Turbulent homeomorphisms and the topological snail

TL;DR

This paper introduces the topological snail as a universal geometric object for turbulent homeomorphisms, providing insights into their fixed points, periodic orbits, and topological entropy through matrix representations.

Contribution

It defines the topological snail and demonstrates its use in analyzing turbulent homeomorphisms, linking topological, dynamical, and algebraic properties.

Findings

Characterization of fixed points and periodic orbits via the topological snail

Relation between topological entropy and spectral radius of turbulence matrices

Dynamical interpretation of Fermat's theorem extension to matrices

Abstract

The topological snail is a geometric universal plane object, described by matrices in the projective special linear group with integer coefficients.
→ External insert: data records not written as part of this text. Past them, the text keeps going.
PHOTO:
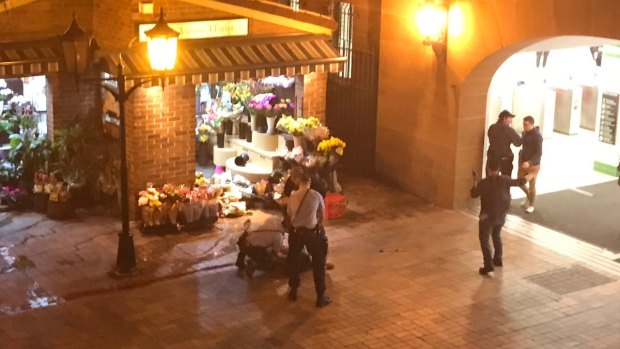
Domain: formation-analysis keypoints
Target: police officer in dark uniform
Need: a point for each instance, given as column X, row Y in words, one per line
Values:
column 306, row 208
column 501, row 135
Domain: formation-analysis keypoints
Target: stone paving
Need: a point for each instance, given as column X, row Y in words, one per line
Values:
column 405, row 277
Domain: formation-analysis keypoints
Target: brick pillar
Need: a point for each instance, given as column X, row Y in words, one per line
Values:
column 315, row 95
column 66, row 104
column 161, row 141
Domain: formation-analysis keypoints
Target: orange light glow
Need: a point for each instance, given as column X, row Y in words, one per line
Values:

It has many nice properties : in the case of three points, it natually defines a representation of the mapping-class group. From a dynamical point of view, it gives a description of the set of fixed points and periodic obits of turbulent homeomorphims in the plane. Those homeomorphisms are the truly complicated one. They have many fixed points and periodic orbits, as much as the trace of the turbulence matrix that caracterizes their action on a finite invariant set. The topological snail generally gives a map of the fixed points and periodic orbits of a such homeomorphims. One can compute their indexes and turbulent topological types, and different Nielsen's classes of fixed points naturally give a minoration of the topological entropy of the considered homeomorphisms by the logarithm of the spectral radius of the turbulence matrix. One even get a dynamical interpretation and proof of the extension of the Fermat' theorem to matrices. I first described the topological snail and its properties at my conference the 31st of may 2024 in Paris, in the case of a purely turbulent homeomorphism, with an invariant set of three points.